Breastfeeding is thus “an art of imitation”, a set of gestures and postures that are learned. Of course, it can be useful sometimes to read books and watch videos on the internet. But nothing is more effective than being able to observe others breastfeeding their babies in real life, if possible from a very young age. Nothing is more effective than direct, live learning by example. Having an experienced breastfeeding mother on hand is always better than a theoretical book or the opinion of your neighbor who has never breastfed. Watch a woman who has experience; see how smooth and confident her movements are; notice how she puts her child to the breast almost without thinking about it; it is a very reassuring sight. Being able to observe “real” babies nursing makes breastfeeding feel achievable, simply human and natural. It feeds your sensory experience with images of breastfeeding women and breastfed babies, but also with the sounds babies make as they suckle. With this experience, you will feel more comfortable and confident when you put your baby to the breast.

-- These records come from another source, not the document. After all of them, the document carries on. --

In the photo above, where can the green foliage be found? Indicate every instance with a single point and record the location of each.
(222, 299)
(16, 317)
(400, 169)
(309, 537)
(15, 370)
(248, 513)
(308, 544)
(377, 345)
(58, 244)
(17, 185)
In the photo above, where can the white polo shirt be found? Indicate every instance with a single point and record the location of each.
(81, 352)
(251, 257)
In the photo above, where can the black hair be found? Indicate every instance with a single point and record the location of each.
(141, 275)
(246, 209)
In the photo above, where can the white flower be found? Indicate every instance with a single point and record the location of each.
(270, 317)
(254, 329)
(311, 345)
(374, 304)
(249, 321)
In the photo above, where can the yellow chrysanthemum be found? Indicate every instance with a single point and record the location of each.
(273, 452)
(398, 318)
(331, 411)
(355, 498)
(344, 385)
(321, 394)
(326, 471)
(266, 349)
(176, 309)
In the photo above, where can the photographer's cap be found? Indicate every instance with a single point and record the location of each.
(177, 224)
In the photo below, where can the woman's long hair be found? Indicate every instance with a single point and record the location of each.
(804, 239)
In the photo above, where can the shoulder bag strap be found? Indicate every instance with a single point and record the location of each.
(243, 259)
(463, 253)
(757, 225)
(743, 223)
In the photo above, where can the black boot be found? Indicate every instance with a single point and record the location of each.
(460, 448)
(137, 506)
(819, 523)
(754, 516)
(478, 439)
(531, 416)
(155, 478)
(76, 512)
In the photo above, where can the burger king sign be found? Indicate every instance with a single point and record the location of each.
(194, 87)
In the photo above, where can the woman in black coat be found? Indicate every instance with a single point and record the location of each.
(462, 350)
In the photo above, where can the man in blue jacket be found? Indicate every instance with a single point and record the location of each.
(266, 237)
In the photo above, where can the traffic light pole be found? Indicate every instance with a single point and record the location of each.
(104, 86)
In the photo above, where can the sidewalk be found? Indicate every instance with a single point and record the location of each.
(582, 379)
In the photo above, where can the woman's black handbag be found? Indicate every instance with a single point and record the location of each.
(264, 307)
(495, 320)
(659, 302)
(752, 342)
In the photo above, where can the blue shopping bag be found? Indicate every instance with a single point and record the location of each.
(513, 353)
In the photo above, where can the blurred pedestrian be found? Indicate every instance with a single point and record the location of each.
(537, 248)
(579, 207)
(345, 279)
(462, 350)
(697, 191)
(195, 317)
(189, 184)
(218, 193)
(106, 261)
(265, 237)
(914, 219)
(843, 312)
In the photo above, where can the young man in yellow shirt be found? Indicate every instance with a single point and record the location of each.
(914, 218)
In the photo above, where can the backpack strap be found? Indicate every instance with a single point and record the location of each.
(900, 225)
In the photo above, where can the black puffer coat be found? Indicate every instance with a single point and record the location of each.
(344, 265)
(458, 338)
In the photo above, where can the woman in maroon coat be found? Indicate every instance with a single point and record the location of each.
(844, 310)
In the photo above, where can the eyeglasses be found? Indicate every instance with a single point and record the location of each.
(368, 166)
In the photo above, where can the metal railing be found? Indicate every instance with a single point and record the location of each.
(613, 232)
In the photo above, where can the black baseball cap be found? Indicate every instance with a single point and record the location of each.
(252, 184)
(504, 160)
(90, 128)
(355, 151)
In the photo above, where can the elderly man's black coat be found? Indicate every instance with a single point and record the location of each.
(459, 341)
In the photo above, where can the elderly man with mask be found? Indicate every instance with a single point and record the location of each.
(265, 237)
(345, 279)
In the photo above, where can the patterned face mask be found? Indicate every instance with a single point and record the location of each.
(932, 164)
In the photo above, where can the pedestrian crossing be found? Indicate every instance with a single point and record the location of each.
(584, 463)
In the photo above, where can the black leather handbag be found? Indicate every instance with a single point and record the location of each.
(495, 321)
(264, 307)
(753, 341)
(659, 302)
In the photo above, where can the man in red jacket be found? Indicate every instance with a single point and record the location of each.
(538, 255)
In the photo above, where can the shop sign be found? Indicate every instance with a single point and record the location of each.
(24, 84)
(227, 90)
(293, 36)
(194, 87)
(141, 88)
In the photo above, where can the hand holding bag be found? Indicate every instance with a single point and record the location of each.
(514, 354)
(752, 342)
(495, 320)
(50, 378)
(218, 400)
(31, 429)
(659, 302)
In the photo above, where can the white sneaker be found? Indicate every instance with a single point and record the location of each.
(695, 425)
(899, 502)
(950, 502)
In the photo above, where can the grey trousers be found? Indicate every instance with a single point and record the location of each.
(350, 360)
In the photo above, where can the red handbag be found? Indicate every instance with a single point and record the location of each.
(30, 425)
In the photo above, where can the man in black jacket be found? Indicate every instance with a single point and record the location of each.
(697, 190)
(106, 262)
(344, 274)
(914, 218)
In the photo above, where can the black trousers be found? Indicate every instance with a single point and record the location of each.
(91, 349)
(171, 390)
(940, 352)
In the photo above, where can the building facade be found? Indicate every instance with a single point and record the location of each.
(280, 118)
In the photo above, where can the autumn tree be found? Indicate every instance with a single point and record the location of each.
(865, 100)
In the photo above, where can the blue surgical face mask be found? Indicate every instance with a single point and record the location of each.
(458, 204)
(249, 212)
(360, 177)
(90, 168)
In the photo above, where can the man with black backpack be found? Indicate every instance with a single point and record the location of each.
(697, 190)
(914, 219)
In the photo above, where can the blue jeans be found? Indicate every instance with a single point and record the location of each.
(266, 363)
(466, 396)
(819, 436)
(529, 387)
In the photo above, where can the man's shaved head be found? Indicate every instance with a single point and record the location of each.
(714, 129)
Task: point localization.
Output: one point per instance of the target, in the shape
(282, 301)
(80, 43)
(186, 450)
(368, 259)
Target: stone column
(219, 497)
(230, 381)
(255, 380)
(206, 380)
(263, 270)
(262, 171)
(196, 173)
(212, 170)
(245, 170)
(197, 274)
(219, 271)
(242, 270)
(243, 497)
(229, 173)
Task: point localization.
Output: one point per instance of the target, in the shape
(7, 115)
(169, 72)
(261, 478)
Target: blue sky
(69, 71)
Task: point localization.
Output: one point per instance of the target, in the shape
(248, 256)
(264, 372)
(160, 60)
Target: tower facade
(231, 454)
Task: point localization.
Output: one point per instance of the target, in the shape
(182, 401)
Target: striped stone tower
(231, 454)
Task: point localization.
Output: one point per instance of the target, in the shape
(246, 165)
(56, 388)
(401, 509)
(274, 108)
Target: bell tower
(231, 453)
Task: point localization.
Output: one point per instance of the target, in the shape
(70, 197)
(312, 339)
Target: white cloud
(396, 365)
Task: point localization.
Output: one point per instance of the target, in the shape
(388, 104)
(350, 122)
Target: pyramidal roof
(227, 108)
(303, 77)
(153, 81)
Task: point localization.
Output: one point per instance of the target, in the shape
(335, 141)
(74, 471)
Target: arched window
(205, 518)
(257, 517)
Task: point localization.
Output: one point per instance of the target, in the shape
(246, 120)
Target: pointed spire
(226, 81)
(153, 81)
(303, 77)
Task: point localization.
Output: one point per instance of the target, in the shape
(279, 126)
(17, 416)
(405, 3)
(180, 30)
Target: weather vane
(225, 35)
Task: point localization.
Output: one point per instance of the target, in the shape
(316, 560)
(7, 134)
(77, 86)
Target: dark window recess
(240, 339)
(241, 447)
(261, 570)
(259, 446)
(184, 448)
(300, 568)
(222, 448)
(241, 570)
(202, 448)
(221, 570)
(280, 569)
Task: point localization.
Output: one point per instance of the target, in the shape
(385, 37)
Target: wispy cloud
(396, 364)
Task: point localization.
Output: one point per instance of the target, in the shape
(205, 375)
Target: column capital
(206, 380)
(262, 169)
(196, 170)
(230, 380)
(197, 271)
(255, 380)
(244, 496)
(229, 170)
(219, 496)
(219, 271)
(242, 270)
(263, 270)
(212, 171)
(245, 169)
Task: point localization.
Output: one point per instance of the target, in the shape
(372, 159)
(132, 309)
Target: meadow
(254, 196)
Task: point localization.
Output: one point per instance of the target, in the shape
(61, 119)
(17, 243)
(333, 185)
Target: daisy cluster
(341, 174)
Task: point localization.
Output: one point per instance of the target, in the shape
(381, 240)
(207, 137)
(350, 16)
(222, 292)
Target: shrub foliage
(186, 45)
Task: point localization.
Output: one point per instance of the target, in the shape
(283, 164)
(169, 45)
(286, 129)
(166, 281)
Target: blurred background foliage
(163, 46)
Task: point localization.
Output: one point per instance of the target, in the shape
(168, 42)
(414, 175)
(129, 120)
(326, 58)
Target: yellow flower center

LLL meetings are a great place for parents to “learn” about breastfeeding, peer-to-peer, in a direct and lively way, by observing breastfeeding dyads, as well as by talking and sharing experiences. This is probably the best way to “prepare” for breastfeeding. These meetings are places of sharing of an ancestral art that has been lost in many parts of the world and that women and families are trying to reappropriate. This type of place is still too rare in a culture that is mostly not one that supports breastfeeding.
But the more women around us who breastfeed, the more women will spontaneously want to breastfeed because nursing will be part of their ordinary life experience. Breastfeeding is not just an individual choice; it is a social experience in which all members of a community are involved. Parents naturally adopt socially valued and expected parenting behaviors. All of this gives the phrase “it takes a village to breastfeed a child” even more force, because it allows us to see the importance of breastfeeding’s place in our community.